In an interview with Transport Topics earlier this month, a leading executive for the Dallas-based firm said Greatwide is well-capitalized, cash-flow positive, eager to diversify its customer base away from just the largest shippers and now managed as a single business with a broad menu of transportation services rather than a holding company with four operating companies.



“I think some people are wondering what happened to us, so we’re marketing our re-launch,” said Vincent Gulisano, Greatwide’s chief customer officer.

Since its start in 1967 as Refrigerated Transport Inc., Greatwide has worked mainly with larger shippers in the refrigerated sector. Gulisano said the company wants to increase its base and thinks it can do so profitably.

“It’s good to have very big customers, but not only very big customers,” he said, adding that he suspects the margins in working for midsize shippers could be better than from the largest customers.

Greatwide ranks No. 23 on the Transport Topics 100 list of the largest U.S. and Canadian for-hire carriers and it operates in four areas: dedicated contract carriage, freight brokerage, truckload transportation management and warehousing/distribution logistics.

The company used to send as many as four salespeople to a given client, one from each division, Gulisano said, but from now on each customer will deal with just one sales representative selling all four lines of Greatwide services.

“We’ve cross-trained our sales staff and now have a better end product,” he said, adding that last year the company had revenue of almost $1 billion.

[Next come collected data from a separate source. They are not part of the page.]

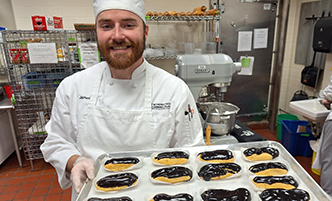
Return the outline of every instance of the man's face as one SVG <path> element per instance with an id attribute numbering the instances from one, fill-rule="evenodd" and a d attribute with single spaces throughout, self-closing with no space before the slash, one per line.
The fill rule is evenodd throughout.
<path id="1" fill-rule="evenodd" d="M 115 69 L 126 69 L 142 58 L 148 27 L 141 18 L 125 10 L 106 10 L 96 19 L 98 48 Z"/>

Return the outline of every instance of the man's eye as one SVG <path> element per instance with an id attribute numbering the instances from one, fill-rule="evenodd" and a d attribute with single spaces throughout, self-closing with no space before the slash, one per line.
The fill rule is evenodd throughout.
<path id="1" fill-rule="evenodd" d="M 105 25 L 102 25 L 101 28 L 103 28 L 103 29 L 109 29 L 109 28 L 111 28 L 111 26 L 108 25 L 108 24 L 105 24 Z"/>
<path id="2" fill-rule="evenodd" d="M 133 25 L 133 24 L 126 24 L 125 27 L 126 28 L 133 28 L 133 27 L 135 27 L 135 25 Z"/>

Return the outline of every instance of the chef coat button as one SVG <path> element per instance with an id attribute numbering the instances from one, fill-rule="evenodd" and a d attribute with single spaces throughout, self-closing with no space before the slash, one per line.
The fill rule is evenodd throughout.
<path id="1" fill-rule="evenodd" d="M 113 85 L 114 85 L 114 82 L 110 82 L 110 85 L 113 86 Z"/>
<path id="2" fill-rule="evenodd" d="M 137 84 L 133 84 L 133 87 L 136 88 L 136 87 L 137 87 Z"/>

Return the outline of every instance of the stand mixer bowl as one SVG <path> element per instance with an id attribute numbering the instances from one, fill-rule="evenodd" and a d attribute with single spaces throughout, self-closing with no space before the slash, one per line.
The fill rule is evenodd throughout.
<path id="1" fill-rule="evenodd" d="M 203 129 L 210 125 L 212 134 L 227 135 L 234 126 L 236 114 L 240 108 L 226 102 L 204 102 L 197 103 L 197 108 L 201 116 Z"/>

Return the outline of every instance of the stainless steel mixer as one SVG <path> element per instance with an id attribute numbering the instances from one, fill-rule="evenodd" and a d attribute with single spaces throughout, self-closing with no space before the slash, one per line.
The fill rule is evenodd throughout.
<path id="1" fill-rule="evenodd" d="M 226 54 L 181 55 L 174 68 L 197 100 L 203 129 L 210 125 L 212 134 L 227 135 L 234 128 L 240 109 L 222 101 L 233 74 L 241 70 L 241 63 L 233 62 Z"/>

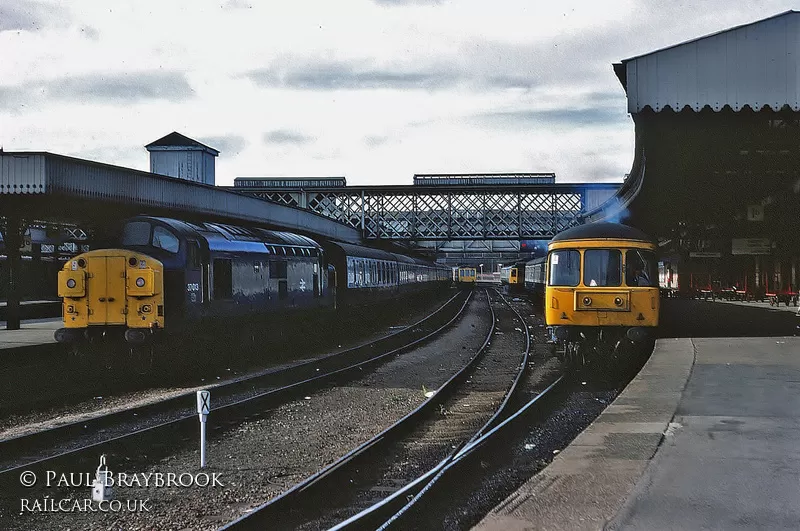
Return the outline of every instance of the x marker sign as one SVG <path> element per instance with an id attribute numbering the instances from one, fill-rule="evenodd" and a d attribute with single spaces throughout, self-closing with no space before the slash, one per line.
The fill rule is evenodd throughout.
<path id="1" fill-rule="evenodd" d="M 211 411 L 211 391 L 197 391 L 197 412 L 208 415 Z"/>

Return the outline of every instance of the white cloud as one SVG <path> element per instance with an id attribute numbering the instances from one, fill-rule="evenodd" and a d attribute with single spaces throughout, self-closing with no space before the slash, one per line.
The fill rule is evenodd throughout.
<path id="1" fill-rule="evenodd" d="M 69 7 L 63 7 L 68 5 Z M 621 180 L 611 63 L 781 12 L 778 1 L 24 0 L 0 8 L 0 144 L 147 169 L 173 130 L 217 180 L 554 171 Z M 2 18 L 2 17 L 0 17 Z"/>

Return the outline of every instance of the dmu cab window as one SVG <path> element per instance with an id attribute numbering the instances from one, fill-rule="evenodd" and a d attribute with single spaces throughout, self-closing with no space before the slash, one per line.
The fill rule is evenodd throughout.
<path id="1" fill-rule="evenodd" d="M 581 281 L 581 254 L 574 250 L 550 253 L 551 286 L 577 286 Z"/>
<path id="2" fill-rule="evenodd" d="M 625 283 L 628 286 L 657 287 L 655 254 L 642 249 L 628 250 L 625 253 Z"/>
<path id="3" fill-rule="evenodd" d="M 587 249 L 583 252 L 585 286 L 621 286 L 622 253 L 617 249 Z"/>

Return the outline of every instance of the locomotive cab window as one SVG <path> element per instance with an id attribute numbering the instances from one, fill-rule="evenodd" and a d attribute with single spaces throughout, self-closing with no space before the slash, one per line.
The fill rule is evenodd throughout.
<path id="1" fill-rule="evenodd" d="M 625 253 L 625 283 L 628 286 L 657 287 L 656 257 L 651 251 L 630 249 Z"/>
<path id="2" fill-rule="evenodd" d="M 214 298 L 217 300 L 233 298 L 233 269 L 230 259 L 214 260 Z"/>
<path id="3" fill-rule="evenodd" d="M 186 246 L 186 252 L 188 254 L 186 262 L 189 268 L 193 270 L 200 269 L 200 246 L 197 242 L 190 241 L 189 245 Z"/>
<path id="4" fill-rule="evenodd" d="M 587 249 L 583 252 L 585 286 L 621 286 L 622 253 L 618 249 Z"/>
<path id="5" fill-rule="evenodd" d="M 288 267 L 283 260 L 269 261 L 269 278 L 285 279 L 288 276 Z"/>
<path id="6" fill-rule="evenodd" d="M 550 253 L 551 286 L 577 286 L 581 280 L 581 255 L 569 249 Z"/>
<path id="7" fill-rule="evenodd" d="M 177 253 L 180 247 L 178 238 L 164 227 L 153 228 L 153 247 L 164 249 L 170 253 Z"/>
<path id="8" fill-rule="evenodd" d="M 150 224 L 146 221 L 131 221 L 122 230 L 123 245 L 150 245 Z"/>

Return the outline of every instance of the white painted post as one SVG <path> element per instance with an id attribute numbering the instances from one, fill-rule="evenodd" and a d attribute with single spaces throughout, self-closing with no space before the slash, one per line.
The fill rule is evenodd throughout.
<path id="1" fill-rule="evenodd" d="M 211 412 L 211 391 L 197 391 L 197 416 L 200 417 L 200 468 L 206 467 L 206 419 Z"/>

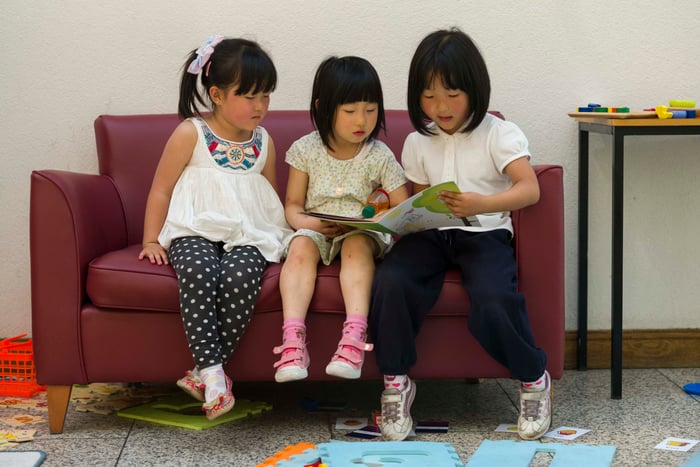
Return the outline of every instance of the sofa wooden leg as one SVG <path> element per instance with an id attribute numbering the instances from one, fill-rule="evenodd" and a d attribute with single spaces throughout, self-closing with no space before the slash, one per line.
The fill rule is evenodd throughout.
<path id="1" fill-rule="evenodd" d="M 481 380 L 479 378 L 466 378 L 464 382 L 467 384 L 479 384 Z"/>
<path id="2" fill-rule="evenodd" d="M 63 433 L 63 423 L 66 421 L 70 392 L 73 386 L 49 385 L 46 389 L 49 398 L 49 432 Z"/>

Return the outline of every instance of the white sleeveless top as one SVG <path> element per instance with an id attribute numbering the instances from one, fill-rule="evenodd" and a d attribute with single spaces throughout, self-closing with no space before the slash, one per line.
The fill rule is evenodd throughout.
<path id="1" fill-rule="evenodd" d="M 224 249 L 251 245 L 267 261 L 279 262 L 292 234 L 275 189 L 262 175 L 268 133 L 257 127 L 245 142 L 228 141 L 204 120 L 189 118 L 197 129 L 192 157 L 173 189 L 158 242 L 200 236 L 223 242 Z"/>

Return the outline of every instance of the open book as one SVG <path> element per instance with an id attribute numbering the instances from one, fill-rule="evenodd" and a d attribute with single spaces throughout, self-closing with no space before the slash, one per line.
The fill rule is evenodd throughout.
<path id="1" fill-rule="evenodd" d="M 329 222 L 349 225 L 358 229 L 376 230 L 395 236 L 438 227 L 480 225 L 476 216 L 465 218 L 452 214 L 452 211 L 445 206 L 445 203 L 438 199 L 441 191 L 459 193 L 459 187 L 455 182 L 444 182 L 431 186 L 411 196 L 398 206 L 394 206 L 388 211 L 379 213 L 370 219 L 334 216 L 317 212 L 304 212 L 304 214 Z"/>

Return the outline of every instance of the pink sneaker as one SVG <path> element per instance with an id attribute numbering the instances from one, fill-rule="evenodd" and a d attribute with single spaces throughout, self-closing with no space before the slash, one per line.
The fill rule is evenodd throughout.
<path id="1" fill-rule="evenodd" d="M 286 383 L 287 381 L 297 381 L 309 375 L 307 368 L 311 363 L 309 352 L 306 350 L 306 336 L 297 333 L 297 339 L 288 340 L 284 344 L 272 349 L 275 354 L 282 354 L 282 357 L 273 367 L 275 371 L 275 381 Z"/>
<path id="2" fill-rule="evenodd" d="M 198 401 L 204 402 L 204 383 L 191 370 L 187 370 L 185 376 L 177 380 L 177 386 Z"/>
<path id="3" fill-rule="evenodd" d="M 358 341 L 344 334 L 338 342 L 338 350 L 326 366 L 326 374 L 346 379 L 359 378 L 365 361 L 365 351 L 369 352 L 373 348 L 374 344 Z"/>
<path id="4" fill-rule="evenodd" d="M 233 405 L 236 403 L 236 398 L 233 397 L 233 392 L 231 391 L 232 387 L 233 382 L 231 381 L 231 378 L 226 376 L 226 392 L 220 394 L 215 400 L 202 404 L 202 410 L 204 411 L 207 420 L 214 420 L 215 418 L 228 413 L 233 408 Z"/>

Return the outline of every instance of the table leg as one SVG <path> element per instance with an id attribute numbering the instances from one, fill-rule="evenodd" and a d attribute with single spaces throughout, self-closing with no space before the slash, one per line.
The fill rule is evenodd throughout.
<path id="1" fill-rule="evenodd" d="M 578 336 L 576 367 L 588 367 L 588 131 L 578 132 Z"/>
<path id="2" fill-rule="evenodd" d="M 623 239 L 623 183 L 624 134 L 613 131 L 612 165 L 612 278 L 611 278 L 611 398 L 622 398 L 622 239 Z"/>

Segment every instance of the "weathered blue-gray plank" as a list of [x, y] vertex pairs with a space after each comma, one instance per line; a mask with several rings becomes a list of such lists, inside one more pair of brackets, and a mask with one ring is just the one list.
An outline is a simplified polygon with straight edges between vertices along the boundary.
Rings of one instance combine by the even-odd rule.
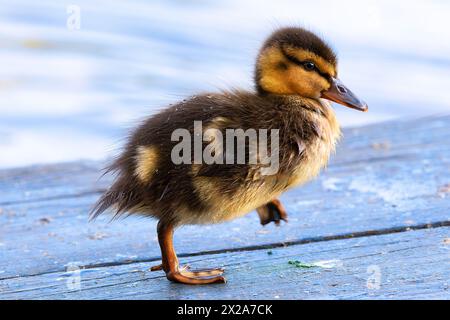
[[[253, 213], [222, 225], [182, 228], [175, 236], [178, 252], [448, 222], [449, 127], [444, 117], [347, 130], [328, 170], [283, 196], [288, 224], [263, 228]], [[0, 278], [61, 271], [71, 262], [159, 257], [154, 221], [87, 222], [98, 189], [110, 179], [97, 182], [100, 168], [77, 163], [1, 173]], [[11, 263], [18, 256], [20, 263]]]
[[[270, 253], [270, 254], [269, 254]], [[296, 267], [299, 260], [309, 268]], [[449, 228], [182, 259], [227, 284], [168, 282], [147, 263], [0, 282], [4, 299], [450, 299]]]
[[[449, 225], [448, 128], [450, 117], [346, 130], [328, 170], [283, 196], [288, 224], [263, 228], [253, 213], [222, 225], [185, 227], [175, 234], [177, 251], [198, 260], [211, 251], [302, 248], [309, 241], [325, 245], [355, 234]], [[101, 167], [80, 162], [0, 171], [0, 290], [13, 282], [24, 286], [18, 292], [28, 292], [28, 280], [64, 273], [69, 264], [87, 267], [86, 274], [93, 266], [103, 266], [101, 272], [117, 266], [128, 276], [139, 262], [159, 259], [154, 221], [87, 222], [90, 206], [111, 181], [98, 181]]]

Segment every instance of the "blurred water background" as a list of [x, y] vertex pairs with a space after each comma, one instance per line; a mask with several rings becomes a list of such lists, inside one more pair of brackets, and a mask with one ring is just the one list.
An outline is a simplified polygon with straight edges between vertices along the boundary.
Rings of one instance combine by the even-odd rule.
[[0, 167], [104, 159], [171, 102], [252, 89], [261, 42], [285, 25], [323, 35], [368, 102], [335, 106], [344, 126], [450, 113], [449, 16], [439, 0], [0, 0]]

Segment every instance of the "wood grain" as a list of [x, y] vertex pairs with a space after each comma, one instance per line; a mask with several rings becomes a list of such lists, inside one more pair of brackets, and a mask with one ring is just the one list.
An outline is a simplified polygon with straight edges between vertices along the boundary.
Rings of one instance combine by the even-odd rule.
[[[148, 263], [0, 282], [3, 299], [449, 299], [449, 228], [182, 259], [223, 266], [225, 285], [170, 283]], [[289, 261], [320, 266], [297, 268]], [[378, 282], [377, 282], [378, 279]], [[369, 286], [368, 286], [369, 282]]]
[[[312, 183], [283, 195], [288, 224], [262, 227], [251, 213], [221, 225], [184, 227], [175, 233], [177, 251], [193, 260], [224, 255], [223, 263], [237, 254], [246, 263], [247, 254], [250, 259], [258, 251], [286, 244], [325, 246], [350, 243], [344, 239], [352, 236], [375, 234], [368, 239], [376, 239], [394, 233], [401, 241], [408, 228], [448, 226], [448, 128], [450, 117], [345, 130], [329, 168]], [[106, 273], [124, 268], [128, 277], [132, 268], [159, 260], [155, 221], [131, 217], [107, 223], [108, 217], [102, 217], [87, 222], [89, 208], [112, 179], [98, 180], [103, 165], [77, 162], [0, 171], [0, 288], [21, 283], [14, 293], [21, 297], [19, 292], [35, 286], [30, 279], [64, 274], [70, 264], [86, 267], [86, 274], [96, 267]], [[0, 298], [12, 296], [4, 292]], [[431, 296], [439, 295], [433, 292]]]

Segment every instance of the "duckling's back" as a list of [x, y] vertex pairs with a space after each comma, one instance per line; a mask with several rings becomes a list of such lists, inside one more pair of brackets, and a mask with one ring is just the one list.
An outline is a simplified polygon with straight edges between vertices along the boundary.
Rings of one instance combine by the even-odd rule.
[[[311, 179], [328, 161], [339, 127], [331, 109], [319, 106], [324, 111], [318, 112], [317, 103], [236, 91], [199, 95], [167, 108], [133, 132], [108, 169], [117, 174], [115, 182], [91, 217], [111, 208], [115, 216], [137, 213], [175, 224], [215, 223], [263, 205]], [[172, 134], [186, 129], [194, 137], [194, 121], [201, 121], [203, 133], [216, 129], [223, 137], [226, 129], [278, 129], [278, 171], [261, 175], [260, 163], [175, 164], [172, 150], [179, 141], [172, 141]]]

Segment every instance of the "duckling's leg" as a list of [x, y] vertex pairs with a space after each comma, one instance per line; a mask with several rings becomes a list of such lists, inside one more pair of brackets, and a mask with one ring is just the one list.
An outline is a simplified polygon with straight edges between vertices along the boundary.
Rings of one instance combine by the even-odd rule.
[[[173, 248], [173, 232], [174, 226], [171, 223], [158, 223], [158, 241], [161, 247], [162, 264], [161, 268], [166, 273], [167, 279], [174, 282], [185, 284], [209, 284], [209, 283], [225, 283], [226, 280], [222, 276], [222, 269], [187, 271], [188, 267], [180, 268], [178, 258]], [[158, 270], [159, 266], [152, 268]]]
[[280, 220], [287, 222], [287, 213], [281, 204], [280, 200], [274, 199], [265, 205], [256, 208], [261, 224], [264, 226], [270, 222], [275, 222], [277, 226], [280, 225]]

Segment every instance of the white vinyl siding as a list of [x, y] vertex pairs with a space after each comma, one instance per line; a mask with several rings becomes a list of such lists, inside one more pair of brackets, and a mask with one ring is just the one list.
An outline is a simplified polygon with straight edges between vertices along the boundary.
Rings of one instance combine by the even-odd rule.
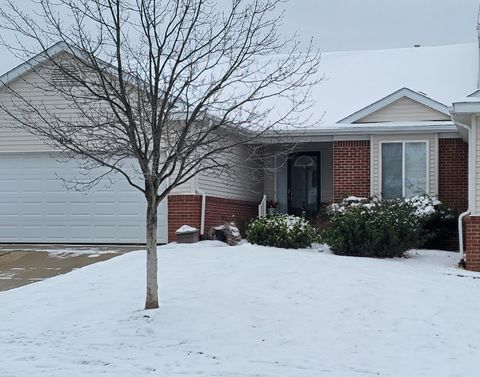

After starting as RTI, the company became known as Transport Industries Holdings. Private equity firm Fenway Partners bought TIH in 2000 and, after four major acquisitions, changed the name of the rolled up firm

to Greatwide.

Fenway sold its majority interest to two other private equity firms in December 2006. Investcorp and Hicks Holdings saddled Greatwide with a lot of debt as part of their acquisition, Gulisano said, and that led to the company’s October 2008 bankruptcy filing.

By February 2009, Greatwide emerged and was owned by its former debt holders, Centerbridge Capital Partners and the D.E. Shaw Group. Leo Suggs, the former

chairman and CEO of less-than-truckload carrier Overnite Transportation, became chairman of the board. Suggs later was named chief executive officer. The company’s chief operating officer is John Simone.

Greatwide is probably headed for an initial public offering at some point, Gulisano said, but he could not attach a date to the event.

“We’re in a very nice position now, and we’re cash-flow positive,” he said, adding that the company’s debt is about $75 million, down from $570 million at the time of the bankruptcy filing.

The company’s most recent acquisition was in November, when Greatwide bought the dedicated contract carriage operations of YRC Worldwide Inc.’s logistics divi-

sion. Gulisano said that purchase makes up about 12% to 15% of Greatwide’s current dedicated operations and gives the company access to steel industry shippers.